The examples in this chapter are structured around the results of a qualitative study conducted for two months in the home environment during the lockdown that followed the COVID-19 pandemic. A descriptive analysis of video-recorded play situations between Magnus (five years and nine months) and Harald (four years and two months) was conducted using a multimodal approach. As a result, we present ideas that can be performed to enhance important skills for preschool children (problem-solving ability, nonverbal communication, linguistic ability, and self-confidence) by stimulating computational thinking with a playful programming-based toy. The robot used can be programmed by puzzling tiles together with arrows (for a more detailed description, see [10]).
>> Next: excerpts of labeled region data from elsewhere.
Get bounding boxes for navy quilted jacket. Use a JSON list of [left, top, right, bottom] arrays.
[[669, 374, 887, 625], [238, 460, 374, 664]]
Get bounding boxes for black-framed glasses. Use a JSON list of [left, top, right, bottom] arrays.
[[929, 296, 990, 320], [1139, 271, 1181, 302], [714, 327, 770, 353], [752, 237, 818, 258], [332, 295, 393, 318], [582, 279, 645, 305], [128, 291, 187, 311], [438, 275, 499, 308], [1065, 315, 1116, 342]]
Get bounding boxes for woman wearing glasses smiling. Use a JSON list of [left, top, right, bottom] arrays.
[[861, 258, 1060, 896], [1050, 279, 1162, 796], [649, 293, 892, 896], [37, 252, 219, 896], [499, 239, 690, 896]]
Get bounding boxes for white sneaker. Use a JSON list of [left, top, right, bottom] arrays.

2. Play and learning in preschool age

2.1 “The robot doesn’t understand anything!”: an example of how to help children understand and develop computational thinking

Harald plays with a programming-based robot with tactile elements. The toy is composed of a series of tactile blocks consisting of arrows that indicate directions. The robot moves on the path by reading the commands as it passes over these blocks. Harald builds a path (Figure 1). He then puts the robot at the starting point. The arrows are not connected well, and the robot stops. When Harald places the robot on the orange arrow instead of on the green arrow, the robot rotates, losing the direction of the path. Harald looks annoyed. Harald tries again, but the robot does the same. Harald sits in silence. He then builds a new path with just green arrows (forward direction). Harald seems satisfied because the robot follows the path (Figure 2).

Figure 1.

Harald builds a path.

Figure 2.

Harald builds a new path with just green arrows.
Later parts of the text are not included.